Power of courts over the legal profession, admission to practice, lawyer discipline, peer regulation, law firms, lawyer-client relationship, withdrawal, fees, division of fees, confidentiality, conflict of interest, competence and diligence, legal malpractice, limiting liability, raising claims and defenses, ethics in presenting evidence, fraud, perjury, duty to court and adverse parties, role of lawyer as advisor, intermediary, negotiator and mediator, preservation of client’s funds and property, duty to use I.O.L.T.A. account, advertising and solicitation, contact with unrepresented persons and public service. Judicial ethics will be referred to only briefly in class. Students are expected to actively participate in the class discussion. The Model Rules of Professional Conduct will be the primary source, but reference will also be made to differences in the Massachusetts Rules, the Code of Professional Responsibility and common law principles.
Faculty comments: Professor Clark: The primary methodology of instruction is through the use of video, presenting hypothetical ethical dilemmas. The Model Rules are emphasized in accordance with the requirements of the MPRE. Class participation is encouraged but not included in the final grade. The final exam is a take-home distributed in the second to last class for submission in the last class. One outside reading on the legal profession is required.
Professor Ortwein: This course should not be viewed primarily as a preparation course for the Multi-State Professional Responsibility Examination (MPRE). However, you will be exposed to the ABA Model Rules of Professional Conduct and this will be helpful as you prepare for that exam. The primary objectives of the course are to explore what it means to be a member of the legal profession, assist you in developing a practical personal understanding of what it means to be a lawyer and what responsibilities and obligations may be required of you in that capacity, explore how you fit the expectations of the profession, and offer you an opportunity to reflect on how you will incorporate your own values, integrity and personal life into the professional role you will soon assume. The class is designed to create an appropriate forum to present you with opportunities to discuss an array of the type of ethical issues that you may confront as a lawyer and the resources available to assist you in resolving these issues. Of course, the appropriate ABA and local rules (i.e. Massachusetts Rules) of professional conduct will provide a focal point for these discussions and our analysis. One of the ways that I hope to stimulate your thoughts about what it means to be a lawyer is to bring into our class a variety of guest practicing lawyers who will provide you an opportunity to listen and observe how they view their role as member of the legal profession and how they have incorporated their personal beliefs into that role. These “guests” will also demonstrate the variety of opportunities that exist in the practice of law and the obstacles that must be endured to succeed. Of course they will also offer their input on resolving specific ethical dilemmas they have encountered in the practice of law.

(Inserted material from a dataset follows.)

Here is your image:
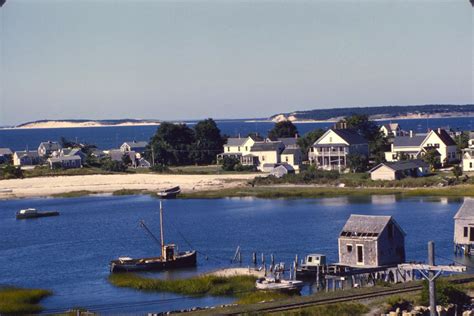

Professor Perlman: This class focuses on the law governing lawyers, which includes (but is not limited to) the American Bar Association’s Model Rules of Professional Conduct. Topics include the duty of confidentiality, the attorney-client privilege, the work product doctrine, the no-contact rule, fees, conflicts of interest, advertising, the duty to report misconduct, and various issues concerning the changing nature of the legal profession. In addition to exposing you to these and other doctrines, one important goal of the course is to encourage you to think about the role of a lawyer in an adversarial system and whether there are – or should be – limits on a lawyer’s zeal on behalf of a client.
The exam consists of both an essay and a multiple choice component and is typically closed book. Extra credit is given for class participation. Please note that this class has a “no internet” policy. This means that, although you are permitted to bring a laptop to class, you are not permitted to surf the internet, send or receive emails and instant messages, or engage in any other internet-related activities during class time. At the beginning of the course, I will ask you to sign a declaration indicating that you will abide by this policy.
Professor Shin: This course examines the legal and ethical responsibilities of lawyers with respect to clients, third parties, courts, and society at large. The dual objectives of the course are to study the governing standards of professional conduct and to explore the modern conceptions of the lawyer’s role expressed by those standards. The predominant focus of the course will be on the ABA Model Rules of Professional Conduct. The required textbook is organized around a series of hypothetical "Problems" instead of opinions from reported cases. Classes will involve volunteer-based discussion of these Problems as well as lecture. Course grade will be based on an open-book, take-home final examination and class participation.